第11章

呵斥了那小厮后,曹文举转了口吻,算是消了气般,朝这边朗声道:“贤弟见笑,见笑。山药他这呆傻的劲儿,也不是一天两天了,跟了我这么久,都没能学去半点聪明。唉,不说这个了。贤弟你身边这位小娘子,不知是……?”

用不着岚棠再惊吓我,只曹文举这一句话问及了我,便已惊出我一身冷汗。

别家在衙门里当差的公子少爷,我因了处在深闺日久,或许不识,可他,便这一整个江州城内,怕都是无人不晓。

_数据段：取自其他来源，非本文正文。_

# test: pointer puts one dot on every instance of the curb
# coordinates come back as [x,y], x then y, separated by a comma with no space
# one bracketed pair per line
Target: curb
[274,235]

这可是曹文举,是曹家得过“爱妾换马”那个倜傥之名的曹文举!

近年里多有胡商东来,听说便是有一人喝了画舫里的花酒,欲以所骑之马抵作酒资。那鸨母原是不肯,恰逢曹文举携美眷游江归来。曹少爷相中了胡商的马,便任鸨母从他那船中,挑了最称心的妾室来换骏马。

彼时,这事情盛传于江州城,端得人人称道的一段佳话。曹文举的性情倜傥,也算是自此闻名。

只是那沦落了风尘的妾室,日后如何,却没有人在意。

也对呢。

就如曹文举所言,家妾如妓。

那女子在不在他宅中,都是一样身份。不过是恩客不同罢了。她讨好男人的命运,始终未有改变。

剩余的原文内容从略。